Pero, si amaba tanto a la Francia, si se interesaba tanto en sus revoluciones, era porque esperaba mucho de ella, para el porvenir de los pueblos latinos de Europa y de América, que la tomaron por modelo, empapándose en sus doctrinas, ofreciendo sus lecciones buenas ó malas.
Suponía, y con razón, al menos lo creo, que la experimentación política que allí se hacía, sería decisiva para los destinos de la humanidad. Por eso contempla con ansiedad las peripecias de ese drama lejano, donde los actores se llaman Thiers, Mac-Mahon, Gambetta, Broglie, Dupanloup, Grévy, el pasado y el porvenir, el pueblo, el vaticano, la libertad, el ultramontanismo.

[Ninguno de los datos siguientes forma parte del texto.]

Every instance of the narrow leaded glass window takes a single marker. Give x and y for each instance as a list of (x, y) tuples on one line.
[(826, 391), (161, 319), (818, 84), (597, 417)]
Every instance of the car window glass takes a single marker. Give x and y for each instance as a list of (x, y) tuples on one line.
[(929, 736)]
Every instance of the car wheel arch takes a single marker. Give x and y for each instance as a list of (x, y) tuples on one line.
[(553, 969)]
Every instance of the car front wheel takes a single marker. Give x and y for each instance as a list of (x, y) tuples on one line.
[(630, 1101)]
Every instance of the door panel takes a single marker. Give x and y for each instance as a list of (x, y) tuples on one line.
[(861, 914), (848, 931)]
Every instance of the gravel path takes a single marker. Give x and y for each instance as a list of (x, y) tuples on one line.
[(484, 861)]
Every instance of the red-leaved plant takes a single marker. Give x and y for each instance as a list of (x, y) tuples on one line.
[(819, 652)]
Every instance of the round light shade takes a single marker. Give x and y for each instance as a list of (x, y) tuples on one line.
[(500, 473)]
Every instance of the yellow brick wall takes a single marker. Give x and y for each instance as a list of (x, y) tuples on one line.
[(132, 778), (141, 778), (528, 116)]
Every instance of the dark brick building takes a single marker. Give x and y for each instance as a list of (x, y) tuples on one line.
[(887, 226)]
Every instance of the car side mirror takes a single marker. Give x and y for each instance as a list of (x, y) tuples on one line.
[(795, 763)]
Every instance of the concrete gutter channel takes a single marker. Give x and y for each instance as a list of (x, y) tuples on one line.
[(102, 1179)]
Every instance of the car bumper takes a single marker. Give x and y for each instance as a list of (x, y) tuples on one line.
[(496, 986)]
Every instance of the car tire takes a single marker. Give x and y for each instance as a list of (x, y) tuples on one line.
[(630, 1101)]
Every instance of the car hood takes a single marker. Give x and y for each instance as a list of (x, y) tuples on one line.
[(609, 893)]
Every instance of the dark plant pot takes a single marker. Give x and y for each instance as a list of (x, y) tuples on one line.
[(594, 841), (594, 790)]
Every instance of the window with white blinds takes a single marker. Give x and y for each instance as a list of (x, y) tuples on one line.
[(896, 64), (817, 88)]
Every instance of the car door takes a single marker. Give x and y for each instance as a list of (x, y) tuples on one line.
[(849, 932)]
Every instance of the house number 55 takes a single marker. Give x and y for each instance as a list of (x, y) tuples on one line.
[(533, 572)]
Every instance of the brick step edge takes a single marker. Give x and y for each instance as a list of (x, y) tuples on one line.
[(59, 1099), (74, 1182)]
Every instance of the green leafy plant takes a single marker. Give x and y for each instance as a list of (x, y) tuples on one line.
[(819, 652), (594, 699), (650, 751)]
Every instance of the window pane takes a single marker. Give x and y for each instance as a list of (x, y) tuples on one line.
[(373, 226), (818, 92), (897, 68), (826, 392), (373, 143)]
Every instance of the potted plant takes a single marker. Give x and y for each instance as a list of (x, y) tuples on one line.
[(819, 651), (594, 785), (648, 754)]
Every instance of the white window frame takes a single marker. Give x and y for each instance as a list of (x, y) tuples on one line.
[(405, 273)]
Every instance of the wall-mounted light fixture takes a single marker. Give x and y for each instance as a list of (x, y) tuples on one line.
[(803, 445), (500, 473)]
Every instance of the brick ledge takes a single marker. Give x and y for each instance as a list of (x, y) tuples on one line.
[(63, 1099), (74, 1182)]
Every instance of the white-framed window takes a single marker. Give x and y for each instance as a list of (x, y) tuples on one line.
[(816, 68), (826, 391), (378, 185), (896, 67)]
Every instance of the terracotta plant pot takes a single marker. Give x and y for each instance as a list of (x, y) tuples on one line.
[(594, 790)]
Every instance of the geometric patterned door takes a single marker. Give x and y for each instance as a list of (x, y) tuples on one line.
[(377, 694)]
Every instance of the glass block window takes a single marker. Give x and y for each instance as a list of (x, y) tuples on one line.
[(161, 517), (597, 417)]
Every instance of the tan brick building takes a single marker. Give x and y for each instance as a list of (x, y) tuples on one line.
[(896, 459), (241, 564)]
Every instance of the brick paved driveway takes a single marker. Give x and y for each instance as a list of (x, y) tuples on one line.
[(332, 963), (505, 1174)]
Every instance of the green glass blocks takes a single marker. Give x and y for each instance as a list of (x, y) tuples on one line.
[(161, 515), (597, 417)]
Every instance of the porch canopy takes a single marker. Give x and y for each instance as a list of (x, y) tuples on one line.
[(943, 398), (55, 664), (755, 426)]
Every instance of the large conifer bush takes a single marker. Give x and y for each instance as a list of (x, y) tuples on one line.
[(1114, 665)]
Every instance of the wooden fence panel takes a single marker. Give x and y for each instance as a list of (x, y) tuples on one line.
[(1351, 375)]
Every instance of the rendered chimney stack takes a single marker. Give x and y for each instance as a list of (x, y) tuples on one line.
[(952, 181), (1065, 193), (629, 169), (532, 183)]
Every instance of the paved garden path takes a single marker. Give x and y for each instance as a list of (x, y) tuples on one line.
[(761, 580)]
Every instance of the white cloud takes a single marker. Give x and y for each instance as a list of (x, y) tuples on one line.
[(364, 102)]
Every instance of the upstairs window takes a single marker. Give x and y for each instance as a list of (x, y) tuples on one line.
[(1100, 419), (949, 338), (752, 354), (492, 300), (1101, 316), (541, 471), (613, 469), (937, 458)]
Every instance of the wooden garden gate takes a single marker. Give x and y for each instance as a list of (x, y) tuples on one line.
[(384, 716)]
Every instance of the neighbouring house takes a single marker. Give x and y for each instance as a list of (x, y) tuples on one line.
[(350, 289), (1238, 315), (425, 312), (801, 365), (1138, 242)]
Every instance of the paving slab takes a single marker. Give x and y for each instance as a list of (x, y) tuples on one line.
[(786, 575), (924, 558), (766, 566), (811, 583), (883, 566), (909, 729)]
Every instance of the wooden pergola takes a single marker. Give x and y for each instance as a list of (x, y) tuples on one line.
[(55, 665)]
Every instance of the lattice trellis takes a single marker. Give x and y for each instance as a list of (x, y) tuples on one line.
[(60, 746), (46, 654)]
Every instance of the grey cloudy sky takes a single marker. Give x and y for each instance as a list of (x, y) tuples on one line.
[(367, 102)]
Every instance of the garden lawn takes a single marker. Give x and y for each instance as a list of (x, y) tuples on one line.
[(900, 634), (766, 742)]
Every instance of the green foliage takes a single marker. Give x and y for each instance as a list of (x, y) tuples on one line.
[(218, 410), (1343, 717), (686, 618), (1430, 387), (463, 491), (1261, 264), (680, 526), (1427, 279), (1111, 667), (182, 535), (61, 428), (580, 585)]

Con un grito de júbilo saludó el triunfo electoral de los republicanos franceses: regocijábase con la perspectiva del centenario de 1789, aunque sabía muy bien que no alcanzaría a verlo, porque confiaba que ese cumpleaños sería el triunfó definitivo de la revolución humanitaria.
No ha vivido bastante. Sí, señores, ha vivido bastan te para ver que estamos en el camino de la victoria; pues ha visto caer los grandes edificios góticos que pretendían proyectar su sombra sobre la conciencia humana: pues ha visto el aliento poderoso del pueblo barrer las telarañas con que los obreros del pasado querían envolver las alas al librepensamiento.
Ha vivido bastante, pues ha presenciado el solemne aniversario de la patria y de la humanidad personificado en su campeón mas ilustre.
Ha vivido bastante, pues esa gran manifestación popular donde iban confundidas las banderas de todas las nacionalidades, donde llovían las flores y las aclamaciones sobre el carro triunfal de la libertad y del libertador, lo llenó de alegría, de tal alegría que su organismo delicado no pudo resistirla...
¡Qué feliz muerte, señores! Morir arrebatado por el entusiasmo, en la embriaguez del patriotismo, en el sentimiento mas intenso de la humanidad, como fulminado por la electricidad social que se desprende de las grandes agrupaciones populares!
Eso no es morir: eso es trasfigurarse, es remontarse a las regiones serenas de donde cayó su alma de patriota y de poeta...
Permitidme, señores, os participe una ilusión que ha cruzado mi mente.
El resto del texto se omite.